Бертольд Грингель вошёл. Это был коренастый пожилой человек с большим, чисто выбритым лицом и гладко зачёсанными редкими белёсыми волосами. Умные глаза смотрели из-под седых сросшихся бровей заинтересованно и в то же время насторожённо.
— Здравствуйте, приятель, — сказал бургомистр, крепко пожимая руку Грингелю. — Всё ещё на «Мерседесе»?
— Завод стоит, — глухим басом ответил Бертольд.
— Почему?
— Этого я не знаю.
— Может быть, нет материалов или рабочих не хватает?
— Всё есть. Просто Бастерт не хочет.
— Значит, директором попрежнему Бастерт?
— Да.
— Думаю, что вы скоро начнёте работать, товарищ Г рингель. А что вы хотели сообщить?
— Ничего особенного, кроме того, что я уже рассказал в полиции. На днях я видел здесь Зандера, того самого штурмбанфюрера из гестапо.
Лекс Михаэлис внимательно слушал. Ведь именно Курт Зандер, а не кто иной, допрашивал его лет шесть назад.
— Я видел, как он садился в машину на Дрезденер-штрассе, — продолжал Грингель. — Мне показалось, что вышел он из дома, где живёт актриса Гартман, но в этом я не уверен. Вот и всё, что я хотел сказать. Можно идти?
— Да. Очень рад был снова вас увидеть, товарищ Грингель. До скорого свидания.
— Интересно, — сказал начальник полиции, — сбежал уже этот самый Зандер или скрывается в городе?
— Конечно, сбежал. Видно, проморгали его ваши молодцы. Кстати, как у вас идёт набор полицейских?
— Пока похвалиться нечем. Надо очень тщательно отбирать людей. Дело новое, незнакомое, да и не каждому его доверишь.
Когда они распрощались, бургомистр распорядился через секретаря вызвать к себе директора завода «Мерседес» господина Бастерта.

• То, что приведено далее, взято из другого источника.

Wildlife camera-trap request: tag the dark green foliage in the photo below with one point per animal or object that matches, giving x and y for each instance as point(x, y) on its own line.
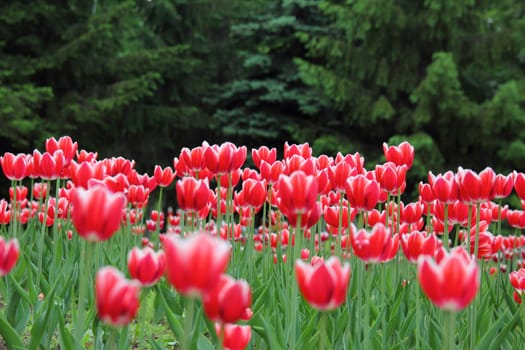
point(144, 78)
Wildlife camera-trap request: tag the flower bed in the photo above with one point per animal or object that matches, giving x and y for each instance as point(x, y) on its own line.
point(301, 253)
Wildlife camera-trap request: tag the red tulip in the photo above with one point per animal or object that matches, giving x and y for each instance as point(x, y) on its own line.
point(376, 246)
point(263, 153)
point(444, 186)
point(425, 192)
point(192, 195)
point(324, 284)
point(304, 150)
point(146, 265)
point(15, 167)
point(271, 172)
point(519, 184)
point(81, 173)
point(391, 177)
point(412, 212)
point(516, 218)
point(228, 301)
point(355, 160)
point(65, 144)
point(517, 279)
point(96, 212)
point(298, 193)
point(474, 188)
point(9, 252)
point(225, 158)
point(362, 193)
point(253, 194)
point(117, 298)
point(235, 337)
point(194, 264)
point(84, 156)
point(417, 244)
point(339, 174)
point(503, 185)
point(403, 154)
point(164, 177)
point(452, 281)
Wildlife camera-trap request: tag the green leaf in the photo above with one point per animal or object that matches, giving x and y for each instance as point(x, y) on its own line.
point(12, 339)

Через час в кабинет уверенно вошёл холёный, видимо, хорошо знающий себе цену человек. Он был очень тщательно одет, и это несколько удивило Михаэлиса: сейчас такие люди старались прибедняться.
— Садитесь, господин Бастерт, — пригласил бургомистр, глядя прямо в глаза своему бывшему директору, который сделал вид, что не узнал мастера Михаэлиса.
Бастерт сел в кресло и закурил американскую сигарету.
— Я хочу спросить у вас: когда будет пущен авторемонтный завод «Мерседес»? — прямо задал вопрос Михаэлис.
— Этого никто не знает. Нет рабочих, нет материалов, нет приказа главной дирекции фирмы.
Они несколько минут смотрели друг другу в глаза. Михаэлис — испытующе, Бастерт — спокойно, чуть-чуть пренебрежительно. Лекс понял, что разговор в этих стенах ни к чему не приведёт.
— Я попрошу вас пройти со мной в комендатуру.
— Вы собираетесь арестовать меня? — стараясь не выдать волнения, спросил Бастерт.